The court had been asked to consider the case of a stateless Eritrean man known as YBFZ who was facing six charges in Victoria of failing to comply with his monitoring and curfew conditions.

He was part of the so-called NZYQ cohort released after an earlier High Court ruling said indefinite immigration detention was unconstitutional.

Mr Burke said the Government had been “meticulously prepared for every possible outcome” of the case and acted swiftly in response.

He issued fresh regulations, signed by the Governor-General on Thursday morning, and introduced the legislation as a backup, although it will not be passed for at least a fortnight because the Senate is not sitting.

However, he would not answer Opposition questions about how many, if any, people were still subject to monitoring or curfews on Thursday afternoon.

“The first priority is not ankle bracelets or detention for these people. Our first priority is – we don’t want them in Australia at all and that is why we introduced powers today in the legislation to improve the government’s capacity to remove people from this country in that situation,” he said.

Shadow ministers James Paterson, Dan Tehan and Michaelia Cash said the Government had clearly failed to reapply any curfews or monitoring.

“When will Tony Burke use his new powers to apply the ankle bracelets and curfews to these dangerous criminals? What assurances can he give the victims of these offenders and the community that their safety is not at risk in the meantime?” they said.

“Every second counts when it comes to community safety, and the government cannot afford to sit on its hands while these offenders roam free.”

The legislation hands the Government powers to make payments to third countries – neither Australia nor the country the non-citizen came from – and says if a country agrees to take the former detainee, the person can be returned to immigration detention to await deportation.

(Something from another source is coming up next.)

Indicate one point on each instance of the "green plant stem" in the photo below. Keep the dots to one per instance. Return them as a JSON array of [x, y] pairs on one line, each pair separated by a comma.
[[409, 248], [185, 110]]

It also sets up a new community protection test on the visa conditions including monitoring and curfews, meaning the minister has to make an active decision they are satisfied that the person “poses a substantial risk of seriously harming any part of the Australian community by committing a serious offence” and the visa conditions are necessary.

The process of reviewing all the cases can begin immediately under the regulations brought in ahead of the legislation passing.

“These visa conditions are designed to protect the community, not as a punitive measure,” Mr Burke said.

He pointed out the monitoring and curfew conditions were added to the original emergency laws passed in the wake of last year’s NZYQ High Court decision banning indefinite detention at the request of the Coalition.